Now, however, the tide appears to be turning. Seneca Capital is just the latest of a number of high-profile hedge funds to close their doors to outside investors. Earlier in the month LionEye shut down, and in October Lucidus Capital Partners and BlueCrest Capital Management also closed to outsiders. Even George Soros, in many ways the founder of the modern hedge-fund industry, has shut his fund to outsiders. In total, more than 600 funds closed in the first nine months of last year, according to figures from Hedge Fund Research. Even those that remain are not doing very well. Europe’s largest fund, Brevan Howard, which used to boast it had never lost money for investors, has now made losses for two years in a row on its flagship fund.

True, it is still too early to call time on the sector. There are still many new hedge funds being launched. According to Hedge Fund Research, more than 700 were started last year, which was down on 800 a year earlier. That is slightly more than there were closures. But the new ones are far smaller than those that are closing. Overall, the money flowing into hedge funds was down 40% in 2015, according to the data firm eVestment. It seems clear that the expansion is now over. A few will carry on, some will still do well, and there will be the occasional successful launch. But they are unlikely to dominate the market much longer.

There was never very much evidence that they made much money for their investors. Very few funds managed consistently to beat the market, certainly when compared with other forms of pooled investment. Nor did many of them seem able to go against the trend, which was supposed to be the whole point of them – during a bull market they made money and in a bear market they lost it, much like everyone else.

The more interesting question is whether they added anything of value to the way markets work. Most forms of financial innovation are unfairly criticised. The corporate raiders of the 1980s were often brash, and certainly cut a few corners, but they also sharpened up the performance of many traditional industries and broke up unwieldy conglomerates. They generally left firms in better shape than they found them. The private-equity industry made capital work more efficiently, replacing equity with debt, and many funds have been surprisingly effective owners of the firms in their portfolio, especially in mature industries where nobody else would be paying much attention to them.

Swaps, futures and derivatives, despite being famously described by Warren Buffett as “weapons of financial mass destruction”, still play a useful role in protecting companies against price fluctuations, even if the size of the sector has become wildly exaggerated. Even the much criticised high-frequency traders add liquidity to the market, although probably quite a bit more than we really need. Many of those industries became too big, but, at root, they were addressing a genuine need.
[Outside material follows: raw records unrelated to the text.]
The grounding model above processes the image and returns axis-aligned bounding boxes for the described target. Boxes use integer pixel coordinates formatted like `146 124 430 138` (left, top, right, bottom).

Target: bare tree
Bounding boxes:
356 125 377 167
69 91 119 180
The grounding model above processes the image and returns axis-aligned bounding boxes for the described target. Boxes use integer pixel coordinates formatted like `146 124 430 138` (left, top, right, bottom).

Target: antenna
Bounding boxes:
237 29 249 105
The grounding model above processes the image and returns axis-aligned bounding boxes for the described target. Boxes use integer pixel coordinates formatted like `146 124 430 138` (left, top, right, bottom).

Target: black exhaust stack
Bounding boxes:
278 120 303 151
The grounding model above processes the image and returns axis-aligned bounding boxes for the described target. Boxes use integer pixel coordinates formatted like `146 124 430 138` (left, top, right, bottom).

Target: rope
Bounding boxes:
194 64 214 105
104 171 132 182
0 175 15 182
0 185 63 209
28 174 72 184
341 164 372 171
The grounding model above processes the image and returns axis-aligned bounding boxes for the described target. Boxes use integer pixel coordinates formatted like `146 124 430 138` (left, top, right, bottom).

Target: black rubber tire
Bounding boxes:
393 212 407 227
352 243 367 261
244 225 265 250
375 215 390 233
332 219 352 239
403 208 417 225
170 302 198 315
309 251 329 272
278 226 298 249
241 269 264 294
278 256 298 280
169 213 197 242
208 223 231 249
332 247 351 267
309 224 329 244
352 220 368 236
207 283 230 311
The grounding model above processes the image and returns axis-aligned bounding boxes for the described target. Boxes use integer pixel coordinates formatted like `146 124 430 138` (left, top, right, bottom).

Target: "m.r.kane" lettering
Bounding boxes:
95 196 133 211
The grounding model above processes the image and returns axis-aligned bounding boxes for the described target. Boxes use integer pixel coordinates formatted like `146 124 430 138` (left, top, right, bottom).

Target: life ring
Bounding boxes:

Innovation we could do without

But the hedge funds? It is hard to work out any way in which they benefited anyone other than their founders, and the few investors who managed to back the occasional successful one early on. If they had genuinely found a way of improving investment performance at a lower cost, that would have been great. But they didn’t (as it happens, the exchange-traded funds have done that, and done it very well). Or if they had found ways of delivering capital to businesses that wouldn’t otherwise get it, that too would have been very useful. But they didn’t (as it happens, peer-to-peer lending, along with crowd-funding, is doing that instead). In fact, their only real innovation was a fee structure that was massively generous to the people running the fund and punitively unfair to the people investing in it. It is hard to see much wider benefit from that.

Worse, they created three big problems. Plenty of people think the City exists mainly to make a few traders very rich without doing anything worthwhile – and the hedge funds had a tendency to confirm that damaging impression.  They sucked up a lot of talent that might otherwise have gone to work on something more useful and more valuable in the long term. And the massive incentives to make quick profits probably contributed to the short-termism of which the financial industry is already guilty.

All innovation is worthwhile in the sense that it is good to try out new things. But not all innovation stays the course, because it doesn’t deliver any real value. Hedge funds, it turns out, mostly fall into that category. They won’t be missed.